A group of researchers at the Massachusetts Institute of Technology have designed a new take on the old-fashioned incandescent light bulb.
Currently becoming something of a stranger in many Canadian households, the incandescent, which dates back 130 years to its inventor Thomas Edison, has recently been shelved in favour of the more energy efficient compact fluorescent and LED bulbs (the Canadian government banned the manufacture and import of incandescent bulbs in 2015).
But with the MIT’s new invention, we may have a comeback in the making.
In a study published this month in Nature Nanotechnology, the MIT team describes its prototype which features a photonic structure called a nanofilter that surrounds the filament within the lightbulb. This nanofilter allows visible light to be projected outwards while redirecting the energy emitted as heat back to the filament to be reabsorbed and then re-emitted as visible light.
The MIT researchers call it “recycled light.” Marin Soljačić, professor of physics at MIT, says “It is the combination of the exceptional properties of the filter and the shape of the filament that enabled substantial recycling of unwanted radiated light.”
Importantly, the filter can be adapted to allow a range of light wavelengths to shine through, leaving the rest to be reflected back to the source. This could prove a huge advantage over fluorescents and LED’s, whose emitted light does not give off that warm glow of an incandescent. To measure this glow, the colour rendering index is based on a scale of 100, with 100 representing a strong match between the light source and the colour of objects in natural daylight. LED and fluorescents commonly produce ratings around 80 or less.

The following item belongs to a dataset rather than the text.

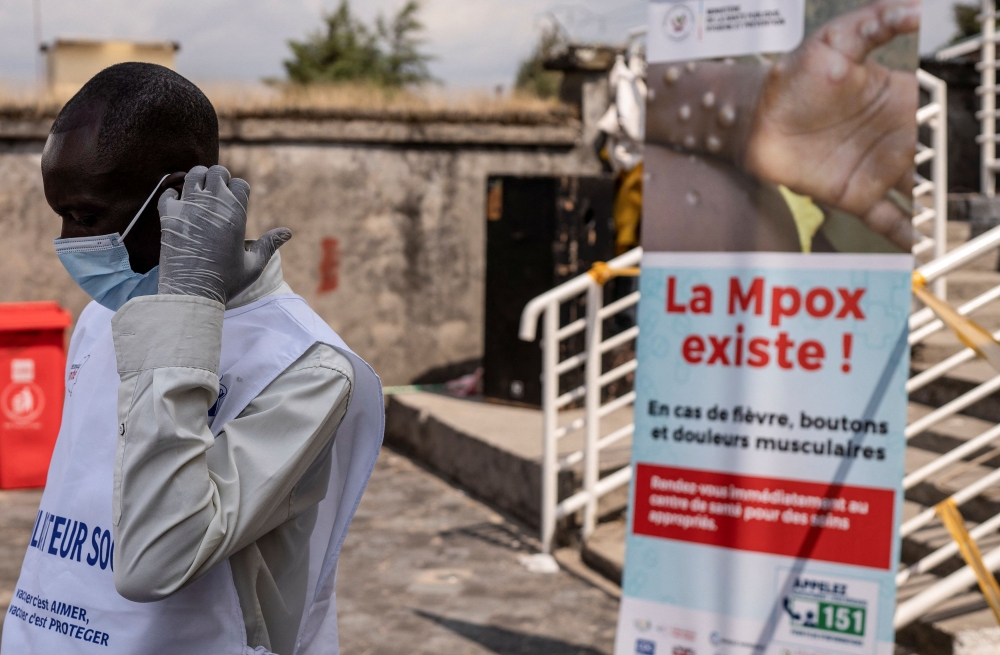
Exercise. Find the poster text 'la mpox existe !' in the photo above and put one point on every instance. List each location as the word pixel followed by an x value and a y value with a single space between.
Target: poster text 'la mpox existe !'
pixel 770 393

And whereas the efficiency of traditional incandescent bulbs is a lowly 2 to 3 percent, MIT News reports that the recycling light bulb has so far achieved an efficiency of 6.6 percent, with the potential for efficiency as high as 40 percent. (Fluorescents rank between 7 and 15 percent and LEDs between 5 and 15 percent.)
But beyond the light bulb, the new technology will likely have other applications, including for the photovoltaic industry. Dr. Gang Chen of the MIT team says, “The lighting potential of this technology is exciting, but the same approach could also be used to improve the performance of energy conversion schemes such as thermo-photovoltaics.”
Solar power is big business everywhere, including here in Canada. According to the Globe and Mail, solar power in Canada is growing exponentially. In 2003, there were only 12 megawatts of installed solar photovoltaic capacity in Canada. By 2015, over 100 times more was being produced, notably due to Ontario’s Green Energy Act which encouraged renewable energy production through feed-in tariff rates for small and large renewable energy projects.
“Light radiated from a hot object can be quite useful, whether that object is an incandescent filament or the Sun,” Ognjen Ilic of the MIT team says. “A 3000-degree filament is one of the hottest and the most challenging sources to work with. It’s also what makes it a crucial test of our approach.”